また、SE用語(不思議の国のSE用語)はSE以外の人が読む可能性を考慮して使ってください。

3. 助動詞を使う(体言止めをしない)

助動詞を省略すると、時制・完了・必然性などが曖昧になります。例えば「メールを配信」は文脈により、以下の意味になることがあります:

  • 「メールを配信しなければならない」
  • 「メールを配信した方がよい」
  • 「メールを配信してもよい」
  • 「これからメールを配信する予定だ」
  • 「メールを配信した」

もちろん文脈から推測できることが大半ですが、読み手の負荷を軽くするために、**語尾(助動詞)**をはっきり書きましょう。

特に

  • 「〜してもよい」(may)
  • 「〜するべきである」(should)
  • 「〜しなければならない」(must)

この3つについてはRFC2119で規定されているくらいですから、はっきり書きましょう。

4. 「〜が必要です」を使わない

このツールを使うには Python 3.7 が必要です。

読み手にとっては「必要です」では情報が不十分で、以下のように思案することになります。

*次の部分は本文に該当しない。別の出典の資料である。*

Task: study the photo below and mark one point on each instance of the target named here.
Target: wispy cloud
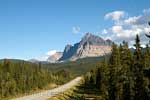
(51, 52)
(115, 15)
(126, 28)
(76, 29)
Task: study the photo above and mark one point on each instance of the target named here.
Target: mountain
(89, 46)
(55, 57)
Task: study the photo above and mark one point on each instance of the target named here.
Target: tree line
(125, 76)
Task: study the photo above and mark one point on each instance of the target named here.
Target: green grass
(79, 92)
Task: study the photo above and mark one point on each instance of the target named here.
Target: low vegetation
(125, 76)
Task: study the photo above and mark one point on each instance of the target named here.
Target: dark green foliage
(22, 77)
(126, 75)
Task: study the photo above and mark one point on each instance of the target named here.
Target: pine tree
(114, 63)
(140, 93)
(125, 74)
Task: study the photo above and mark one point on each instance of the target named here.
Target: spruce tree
(139, 88)
(113, 69)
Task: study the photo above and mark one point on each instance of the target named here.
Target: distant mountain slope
(54, 58)
(89, 46)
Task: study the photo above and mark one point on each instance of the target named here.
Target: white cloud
(128, 27)
(51, 52)
(104, 31)
(146, 11)
(76, 29)
(116, 15)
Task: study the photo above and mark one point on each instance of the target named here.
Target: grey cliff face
(89, 46)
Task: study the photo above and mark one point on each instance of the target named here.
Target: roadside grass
(36, 90)
(79, 92)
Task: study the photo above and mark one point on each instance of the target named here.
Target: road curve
(49, 93)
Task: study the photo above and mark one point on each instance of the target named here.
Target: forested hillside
(126, 76)
(18, 77)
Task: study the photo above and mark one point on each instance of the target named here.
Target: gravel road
(49, 93)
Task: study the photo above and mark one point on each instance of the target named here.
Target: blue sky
(31, 28)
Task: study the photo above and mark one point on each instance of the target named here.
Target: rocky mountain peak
(89, 46)
(93, 40)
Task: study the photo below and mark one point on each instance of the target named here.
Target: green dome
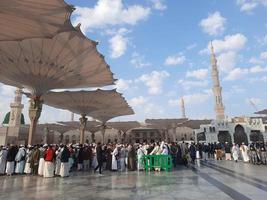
(6, 119)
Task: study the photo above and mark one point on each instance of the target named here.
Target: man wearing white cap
(41, 161)
(10, 165)
(3, 155)
(20, 160)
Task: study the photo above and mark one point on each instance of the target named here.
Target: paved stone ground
(206, 180)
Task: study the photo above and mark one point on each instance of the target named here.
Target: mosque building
(222, 128)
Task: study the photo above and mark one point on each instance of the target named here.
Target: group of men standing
(59, 160)
(34, 160)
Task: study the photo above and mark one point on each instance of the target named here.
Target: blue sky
(158, 50)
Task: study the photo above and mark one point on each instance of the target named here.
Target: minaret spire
(183, 108)
(217, 89)
(72, 117)
(16, 109)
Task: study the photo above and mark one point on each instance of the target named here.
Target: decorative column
(174, 132)
(83, 121)
(61, 138)
(120, 133)
(35, 110)
(46, 132)
(166, 135)
(93, 136)
(103, 131)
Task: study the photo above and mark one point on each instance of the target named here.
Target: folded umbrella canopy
(100, 104)
(68, 60)
(22, 19)
(91, 126)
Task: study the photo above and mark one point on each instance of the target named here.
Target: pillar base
(35, 110)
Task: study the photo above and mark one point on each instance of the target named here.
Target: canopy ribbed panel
(91, 126)
(124, 126)
(100, 104)
(22, 19)
(68, 60)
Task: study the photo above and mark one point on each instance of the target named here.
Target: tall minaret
(16, 109)
(217, 89)
(72, 117)
(183, 108)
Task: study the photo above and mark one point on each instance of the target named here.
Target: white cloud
(254, 101)
(265, 39)
(192, 99)
(256, 61)
(109, 13)
(264, 55)
(118, 44)
(159, 5)
(138, 61)
(175, 60)
(235, 74)
(187, 85)
(123, 85)
(191, 46)
(227, 61)
(249, 5)
(154, 81)
(7, 91)
(214, 24)
(138, 101)
(258, 69)
(229, 43)
(198, 74)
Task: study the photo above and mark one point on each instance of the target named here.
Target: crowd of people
(60, 160)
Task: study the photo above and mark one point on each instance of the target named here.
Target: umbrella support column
(103, 131)
(93, 137)
(46, 133)
(35, 110)
(83, 121)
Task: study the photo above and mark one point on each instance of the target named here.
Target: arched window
(73, 139)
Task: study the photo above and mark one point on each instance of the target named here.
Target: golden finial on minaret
(217, 89)
(183, 108)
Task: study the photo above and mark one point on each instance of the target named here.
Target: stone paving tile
(183, 183)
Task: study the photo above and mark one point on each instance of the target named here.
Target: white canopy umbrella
(100, 104)
(68, 60)
(21, 19)
(91, 126)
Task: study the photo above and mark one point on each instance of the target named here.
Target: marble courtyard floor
(207, 180)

  • Python 3.7 をインストールするにはどうすればいいのか?
  • 必要だとして、今すぐPython 3.7 をインストールするべきなのか?このドキュメントを全て読んでからインストールするべきなのか?
  • もし Python 3.7 をインストールできない場合はどうすればいいのか?

何かが必要なら、明示的に指示した方が、読み手を迷わせません。また、手順書などへのリンクを置くと、なお親切でしょう。

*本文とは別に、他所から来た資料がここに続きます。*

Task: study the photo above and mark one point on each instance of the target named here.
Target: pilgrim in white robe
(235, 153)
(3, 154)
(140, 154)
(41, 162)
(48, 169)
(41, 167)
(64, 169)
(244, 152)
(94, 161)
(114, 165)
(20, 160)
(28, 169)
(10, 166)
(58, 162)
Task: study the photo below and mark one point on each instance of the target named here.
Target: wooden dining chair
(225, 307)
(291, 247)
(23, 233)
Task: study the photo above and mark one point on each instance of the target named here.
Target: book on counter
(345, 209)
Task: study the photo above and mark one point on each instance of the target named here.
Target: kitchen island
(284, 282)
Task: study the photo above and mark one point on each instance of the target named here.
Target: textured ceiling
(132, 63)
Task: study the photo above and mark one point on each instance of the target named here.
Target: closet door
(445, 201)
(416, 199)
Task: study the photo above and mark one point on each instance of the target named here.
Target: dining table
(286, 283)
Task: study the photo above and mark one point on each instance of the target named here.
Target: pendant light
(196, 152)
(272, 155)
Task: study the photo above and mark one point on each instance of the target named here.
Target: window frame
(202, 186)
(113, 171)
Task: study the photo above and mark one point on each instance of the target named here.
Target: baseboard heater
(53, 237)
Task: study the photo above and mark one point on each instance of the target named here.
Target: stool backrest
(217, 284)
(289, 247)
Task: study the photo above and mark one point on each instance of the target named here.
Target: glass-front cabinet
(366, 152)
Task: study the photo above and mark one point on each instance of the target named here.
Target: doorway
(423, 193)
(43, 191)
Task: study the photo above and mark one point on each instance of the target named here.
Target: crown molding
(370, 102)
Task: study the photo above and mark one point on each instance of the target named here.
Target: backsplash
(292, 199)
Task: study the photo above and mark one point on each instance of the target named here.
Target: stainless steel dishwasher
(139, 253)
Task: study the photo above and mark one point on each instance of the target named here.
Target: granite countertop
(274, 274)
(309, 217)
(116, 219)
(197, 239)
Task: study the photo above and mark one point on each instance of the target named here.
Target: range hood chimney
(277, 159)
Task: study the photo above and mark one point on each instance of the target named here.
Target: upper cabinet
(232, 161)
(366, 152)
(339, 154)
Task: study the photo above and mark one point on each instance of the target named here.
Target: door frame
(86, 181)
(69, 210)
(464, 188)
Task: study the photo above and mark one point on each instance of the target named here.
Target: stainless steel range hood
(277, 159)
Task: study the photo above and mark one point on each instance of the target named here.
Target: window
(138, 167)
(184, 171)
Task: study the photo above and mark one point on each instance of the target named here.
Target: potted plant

このツールを使う前に Python 3.7 をインストールしてください。
インストール方法はこちら → http://example.com

5. 「つまり」「要するに」「端的に言うと」「簡単に言うと」「結論から言うと」などは削除する

単に削除しましょう。

これらの定型句は情報を増しません。 口語での「ええっと」「その〜」などと同じ、心のうめきに過ぎないからです。

これらを使いたい・思わず使ってしまう人は、自分の文章を見直してください。「端的に言うと」「簡単に言うと」「結論から言うと」と書いている文章は、後続する文が端的にも、簡単にも、結論から言っているわけでもないことが、実際には(なぜか)多いからです。

6. 「○○対応」を使わない

例えばこんなコメントです:

# チケット#143567の不具合対応
# SPA化対応

「〜対応」をつけると、なんだかそれっぽい雰囲気になります。でも、「〜対応」を付けたからといって、情報量が増えるわけでも、わかりやすくなるわけでもありません。

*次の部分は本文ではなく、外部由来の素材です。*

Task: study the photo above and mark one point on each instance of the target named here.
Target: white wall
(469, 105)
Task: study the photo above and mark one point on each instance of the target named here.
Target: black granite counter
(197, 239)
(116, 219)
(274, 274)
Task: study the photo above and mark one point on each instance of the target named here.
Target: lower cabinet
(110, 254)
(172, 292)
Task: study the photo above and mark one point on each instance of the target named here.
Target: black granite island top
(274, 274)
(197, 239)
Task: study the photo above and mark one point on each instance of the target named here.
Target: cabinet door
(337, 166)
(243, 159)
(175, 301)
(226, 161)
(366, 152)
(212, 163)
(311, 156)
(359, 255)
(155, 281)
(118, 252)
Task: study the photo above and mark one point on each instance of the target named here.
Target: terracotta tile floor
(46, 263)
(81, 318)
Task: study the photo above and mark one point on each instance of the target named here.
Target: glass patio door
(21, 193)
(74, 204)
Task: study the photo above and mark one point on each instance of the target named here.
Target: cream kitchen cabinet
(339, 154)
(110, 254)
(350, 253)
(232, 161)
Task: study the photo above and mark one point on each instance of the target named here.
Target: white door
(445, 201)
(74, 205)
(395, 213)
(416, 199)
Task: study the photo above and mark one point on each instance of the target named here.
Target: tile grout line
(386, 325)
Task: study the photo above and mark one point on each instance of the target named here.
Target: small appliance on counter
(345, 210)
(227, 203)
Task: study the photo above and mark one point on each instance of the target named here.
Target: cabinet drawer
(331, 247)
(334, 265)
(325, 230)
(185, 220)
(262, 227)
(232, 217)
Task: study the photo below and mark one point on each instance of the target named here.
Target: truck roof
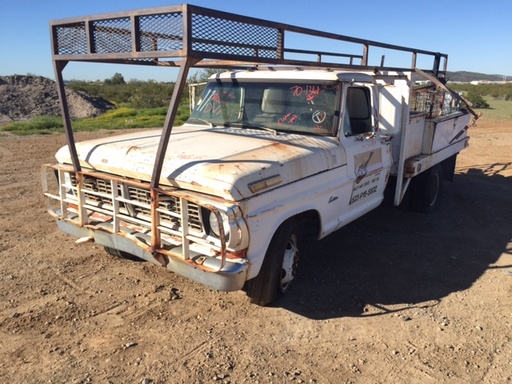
(294, 74)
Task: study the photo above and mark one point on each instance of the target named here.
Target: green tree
(117, 79)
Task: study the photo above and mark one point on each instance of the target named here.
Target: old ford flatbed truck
(286, 141)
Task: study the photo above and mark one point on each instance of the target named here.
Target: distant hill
(466, 77)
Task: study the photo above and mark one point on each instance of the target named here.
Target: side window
(358, 116)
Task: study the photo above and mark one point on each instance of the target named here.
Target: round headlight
(214, 224)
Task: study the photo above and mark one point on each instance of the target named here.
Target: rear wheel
(279, 268)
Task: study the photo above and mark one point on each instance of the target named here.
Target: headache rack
(188, 36)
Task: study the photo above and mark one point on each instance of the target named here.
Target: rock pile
(26, 97)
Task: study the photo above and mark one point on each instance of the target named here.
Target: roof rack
(187, 36)
(167, 35)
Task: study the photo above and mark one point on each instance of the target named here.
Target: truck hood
(227, 162)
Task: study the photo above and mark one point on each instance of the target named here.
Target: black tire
(121, 254)
(427, 190)
(279, 267)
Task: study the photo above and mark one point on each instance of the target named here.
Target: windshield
(308, 107)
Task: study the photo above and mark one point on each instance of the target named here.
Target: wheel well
(310, 222)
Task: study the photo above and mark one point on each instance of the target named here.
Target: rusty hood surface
(230, 163)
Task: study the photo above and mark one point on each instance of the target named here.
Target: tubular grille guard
(171, 222)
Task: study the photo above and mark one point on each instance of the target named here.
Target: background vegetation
(144, 104)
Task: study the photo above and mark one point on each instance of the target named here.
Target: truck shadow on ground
(391, 259)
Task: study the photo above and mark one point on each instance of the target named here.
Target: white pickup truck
(268, 155)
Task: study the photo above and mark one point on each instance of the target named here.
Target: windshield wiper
(253, 126)
(209, 123)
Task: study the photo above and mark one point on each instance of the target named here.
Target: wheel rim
(290, 260)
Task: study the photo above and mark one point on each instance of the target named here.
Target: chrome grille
(135, 202)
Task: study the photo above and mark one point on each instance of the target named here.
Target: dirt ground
(395, 297)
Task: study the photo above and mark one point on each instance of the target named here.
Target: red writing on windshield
(310, 91)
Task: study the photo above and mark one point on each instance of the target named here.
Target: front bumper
(231, 277)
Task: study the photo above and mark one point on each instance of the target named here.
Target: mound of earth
(26, 97)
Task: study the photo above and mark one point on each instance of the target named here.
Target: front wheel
(279, 267)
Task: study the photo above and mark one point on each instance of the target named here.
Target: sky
(476, 35)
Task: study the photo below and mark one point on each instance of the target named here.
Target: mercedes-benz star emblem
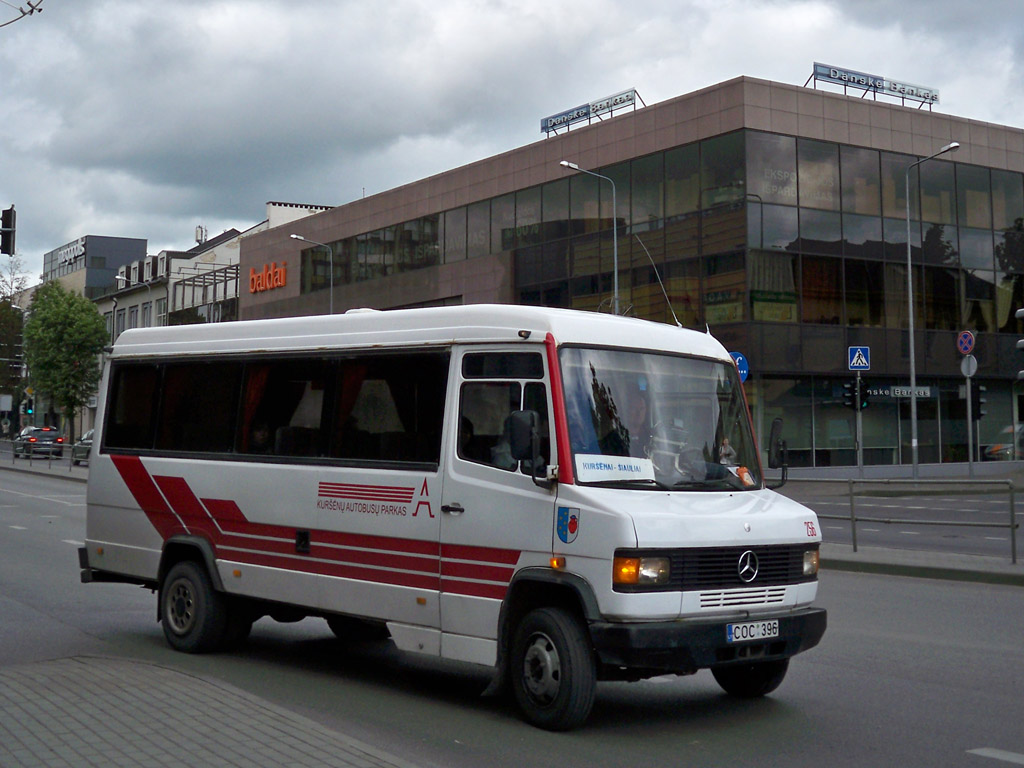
(748, 566)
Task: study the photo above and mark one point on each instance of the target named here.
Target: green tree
(64, 337)
(10, 349)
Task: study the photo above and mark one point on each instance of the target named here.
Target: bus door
(494, 517)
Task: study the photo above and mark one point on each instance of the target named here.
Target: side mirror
(524, 443)
(776, 451)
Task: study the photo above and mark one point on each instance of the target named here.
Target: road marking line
(47, 498)
(1006, 757)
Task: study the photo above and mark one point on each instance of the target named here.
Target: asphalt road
(911, 672)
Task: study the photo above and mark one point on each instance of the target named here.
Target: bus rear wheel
(552, 670)
(193, 613)
(752, 679)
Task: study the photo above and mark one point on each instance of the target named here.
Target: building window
(503, 223)
(722, 170)
(861, 189)
(1008, 200)
(820, 231)
(821, 290)
(773, 287)
(771, 168)
(864, 293)
(938, 203)
(818, 168)
(682, 180)
(648, 192)
(973, 197)
(478, 229)
(455, 235)
(555, 209)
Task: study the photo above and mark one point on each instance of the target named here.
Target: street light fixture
(330, 252)
(951, 146)
(614, 230)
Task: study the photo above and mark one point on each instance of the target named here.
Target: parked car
(1006, 448)
(80, 451)
(39, 441)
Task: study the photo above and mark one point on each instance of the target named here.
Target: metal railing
(963, 487)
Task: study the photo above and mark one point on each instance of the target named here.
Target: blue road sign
(860, 358)
(741, 366)
(965, 342)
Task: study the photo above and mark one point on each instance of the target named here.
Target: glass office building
(773, 215)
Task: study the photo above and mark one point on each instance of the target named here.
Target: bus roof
(364, 329)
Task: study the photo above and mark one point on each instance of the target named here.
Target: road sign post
(969, 367)
(859, 358)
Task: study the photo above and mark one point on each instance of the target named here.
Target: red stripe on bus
(147, 496)
(223, 510)
(482, 572)
(340, 570)
(472, 589)
(388, 544)
(480, 554)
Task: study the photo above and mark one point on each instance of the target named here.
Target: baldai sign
(272, 275)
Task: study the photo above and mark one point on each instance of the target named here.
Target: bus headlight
(640, 571)
(811, 562)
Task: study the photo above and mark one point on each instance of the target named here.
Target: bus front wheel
(552, 669)
(193, 613)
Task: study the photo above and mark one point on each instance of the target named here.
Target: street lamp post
(951, 146)
(330, 253)
(614, 230)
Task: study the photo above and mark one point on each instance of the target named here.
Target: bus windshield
(651, 420)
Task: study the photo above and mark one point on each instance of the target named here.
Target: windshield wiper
(642, 482)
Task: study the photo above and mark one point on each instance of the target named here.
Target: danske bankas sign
(876, 83)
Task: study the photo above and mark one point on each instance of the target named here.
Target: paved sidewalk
(91, 711)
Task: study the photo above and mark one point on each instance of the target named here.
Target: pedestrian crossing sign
(860, 358)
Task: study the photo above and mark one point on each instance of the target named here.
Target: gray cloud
(143, 119)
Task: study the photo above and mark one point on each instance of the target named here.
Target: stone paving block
(104, 711)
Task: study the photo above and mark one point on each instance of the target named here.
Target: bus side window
(132, 408)
(484, 409)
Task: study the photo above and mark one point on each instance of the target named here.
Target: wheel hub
(542, 669)
(179, 605)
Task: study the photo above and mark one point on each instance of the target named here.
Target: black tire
(552, 670)
(348, 629)
(752, 679)
(193, 613)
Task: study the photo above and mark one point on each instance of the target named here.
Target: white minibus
(564, 497)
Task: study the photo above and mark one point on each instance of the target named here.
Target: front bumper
(687, 645)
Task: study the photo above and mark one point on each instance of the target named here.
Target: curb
(922, 564)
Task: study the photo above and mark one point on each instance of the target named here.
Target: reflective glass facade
(790, 248)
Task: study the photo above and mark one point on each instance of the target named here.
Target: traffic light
(850, 394)
(1020, 342)
(978, 401)
(7, 224)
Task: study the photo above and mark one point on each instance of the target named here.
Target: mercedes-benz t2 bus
(563, 497)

「〜対応」は単に削除しましょう。あるいは、単語で済ませず本来書くべき説明を書きましょう。

「対応」を単に削除
# チケット#143567の不具合
# SPA化

丁寧に書く
# 未ログイン時に表示が崩れる不具合を回避するためのハック(チケット#143567)
# SPA化のために、外部向けAPIと同様の物を別立てで実装している

7. 箇条書きの要素は、同じ種類にする

こういう箇条書きはいけません:

- ユーザー一覧
- 種別変更登録
- ユーザー登録機能を追加した

1つの箇条書きに、画面名・操作・文章という異なるものが混じっています。こういった、箇条書きはstringとintとfloatが混在したリストのようなもので、病の兆候です。

以下のように、要素の種類を揃えましょう。

- ユーザー一覧画面を新規作成した
- DBに種別変更を登録した
- ユーザー登録機能を追加した

8. その他: 凝った表現を使わない

思春期男子が好みそうな、格好つけた表現は使わないようにしましょう。冗長であるだけでなく、雰囲気は伝わるが、使い方が間違っている・意味不明になっていることがあります。

例えば**「〜と呼ばれる〇〇」**は、よく以下のような誤りを見かけます:

Rubyと呼ばれる言語で実装されています。

「Rubyと呼ばれる言語」という表現は、私は以下どちらのケースにしか使えないと思います:

  • 「『言語』には "XX" という正式名称があるが、みんな俗称の "Ruby" で呼んでいる」
  • 「『言語』正式名称が無いので、みんな "Ruby" という通称で呼んでいる」

正式名称が"Ruby"なのに、「Rubyと呼ばれる言語」と表現するのは誤りです。「MatzLispと呼ばれる言語」ならまだ分かりますが。凝って失敗するより簡潔に「Ruby言語」と書きましょう。

補足

指摘内容の細かさについて

コメント欄やはてブで「プロダクトの品質が上がるわけではない」「厳しすぎる」といった指摘をされました。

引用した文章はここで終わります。